Though the occasional swear word and incredulous verbal volley gets lobbed his way in winter, for Hall the coldest months are the coolest. Dress properly and you can stay warm without sweating too much or having to endure minutes in a slowly-heating car.
Maybe eight winters ago, during a particularly cold snap, he did freeze his cheeks a rosy red. But Hall says this last winter was the most challenging of all. With city crews constantly battling ever more snowy streets, bike paths were a low priority.
But he says despite that, he remains grateful for the cycling infrastructure Red Deer boasts.
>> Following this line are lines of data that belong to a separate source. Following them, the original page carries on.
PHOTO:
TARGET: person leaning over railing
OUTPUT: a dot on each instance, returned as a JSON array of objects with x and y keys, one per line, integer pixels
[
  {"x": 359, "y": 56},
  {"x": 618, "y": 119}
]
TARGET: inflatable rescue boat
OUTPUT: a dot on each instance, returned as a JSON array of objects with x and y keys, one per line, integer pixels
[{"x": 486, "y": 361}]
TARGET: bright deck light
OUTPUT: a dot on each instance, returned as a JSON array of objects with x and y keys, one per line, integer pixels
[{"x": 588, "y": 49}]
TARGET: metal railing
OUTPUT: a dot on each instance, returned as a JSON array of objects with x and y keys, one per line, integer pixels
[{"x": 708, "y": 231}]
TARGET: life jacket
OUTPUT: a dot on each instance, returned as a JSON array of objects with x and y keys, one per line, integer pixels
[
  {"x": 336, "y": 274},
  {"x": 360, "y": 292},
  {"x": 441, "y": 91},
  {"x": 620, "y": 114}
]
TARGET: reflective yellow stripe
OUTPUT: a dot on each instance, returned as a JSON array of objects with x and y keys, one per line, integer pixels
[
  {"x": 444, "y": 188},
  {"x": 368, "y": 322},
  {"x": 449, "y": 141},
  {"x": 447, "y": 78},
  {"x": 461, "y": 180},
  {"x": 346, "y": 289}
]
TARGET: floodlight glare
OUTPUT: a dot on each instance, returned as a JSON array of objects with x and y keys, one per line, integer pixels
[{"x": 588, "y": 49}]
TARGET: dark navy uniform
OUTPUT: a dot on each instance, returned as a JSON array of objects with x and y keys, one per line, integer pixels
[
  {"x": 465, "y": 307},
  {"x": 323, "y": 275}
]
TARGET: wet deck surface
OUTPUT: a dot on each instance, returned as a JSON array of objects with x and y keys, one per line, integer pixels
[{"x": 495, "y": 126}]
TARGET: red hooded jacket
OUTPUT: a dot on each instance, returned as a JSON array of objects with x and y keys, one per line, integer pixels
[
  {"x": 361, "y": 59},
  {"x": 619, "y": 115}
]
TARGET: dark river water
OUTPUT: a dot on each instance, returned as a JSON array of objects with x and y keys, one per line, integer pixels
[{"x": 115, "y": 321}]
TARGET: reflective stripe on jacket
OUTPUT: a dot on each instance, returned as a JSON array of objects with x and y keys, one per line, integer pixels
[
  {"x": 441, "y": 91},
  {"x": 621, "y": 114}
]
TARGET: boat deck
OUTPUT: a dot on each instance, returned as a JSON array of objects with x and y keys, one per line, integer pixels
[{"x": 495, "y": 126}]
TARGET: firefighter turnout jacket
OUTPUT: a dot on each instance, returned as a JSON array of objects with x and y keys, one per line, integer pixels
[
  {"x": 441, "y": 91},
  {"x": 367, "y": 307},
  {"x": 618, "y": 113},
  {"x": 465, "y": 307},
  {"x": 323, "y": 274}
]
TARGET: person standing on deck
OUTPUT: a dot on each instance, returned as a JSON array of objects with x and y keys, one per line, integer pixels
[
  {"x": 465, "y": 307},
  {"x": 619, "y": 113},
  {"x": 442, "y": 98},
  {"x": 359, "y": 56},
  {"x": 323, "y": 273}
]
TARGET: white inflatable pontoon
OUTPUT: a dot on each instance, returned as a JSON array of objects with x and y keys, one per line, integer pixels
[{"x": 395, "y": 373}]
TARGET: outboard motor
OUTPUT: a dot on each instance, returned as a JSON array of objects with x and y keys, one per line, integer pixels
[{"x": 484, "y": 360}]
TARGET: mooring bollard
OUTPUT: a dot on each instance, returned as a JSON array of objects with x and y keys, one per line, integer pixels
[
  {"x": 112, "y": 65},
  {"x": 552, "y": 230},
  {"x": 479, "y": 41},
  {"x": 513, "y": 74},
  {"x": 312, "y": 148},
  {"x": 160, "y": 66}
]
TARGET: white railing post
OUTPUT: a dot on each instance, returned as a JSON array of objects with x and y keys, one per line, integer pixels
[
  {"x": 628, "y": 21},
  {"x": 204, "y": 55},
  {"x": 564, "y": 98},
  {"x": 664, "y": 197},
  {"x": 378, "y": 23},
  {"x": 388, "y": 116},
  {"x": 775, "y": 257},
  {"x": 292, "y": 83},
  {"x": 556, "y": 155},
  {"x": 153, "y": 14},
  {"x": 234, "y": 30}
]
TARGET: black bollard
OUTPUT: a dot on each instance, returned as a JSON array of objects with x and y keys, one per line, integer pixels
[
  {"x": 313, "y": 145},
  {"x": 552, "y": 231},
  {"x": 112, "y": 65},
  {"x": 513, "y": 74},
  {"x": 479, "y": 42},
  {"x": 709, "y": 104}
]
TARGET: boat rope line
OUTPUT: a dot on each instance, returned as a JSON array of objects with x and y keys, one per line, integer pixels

He won’t stop riding in retirement, and he believes in time the city will get more bike lanes for riders like him.
Hall has served on the Better Biking Red Deer committee, helping in the development of a winter cycling master plan. That committee’s work, he said, helped to make cycling more accessible and ensured paths would be plowed so riders could go year-round.
But even if efforts have been made to give riders a share of the road, Hall has been involved in some pretty mean collisions and learned that drivers rule the road.
“I have learned that you cannot take anything for granted, you have to be so defensive. You’re invisible out there, or you have to pretend like you are,” says Hall.
Hall calls his retirement plan ‘Flexibility 55,’ which will likely include some substitute teaching and a good deal of hiking with wife Susan.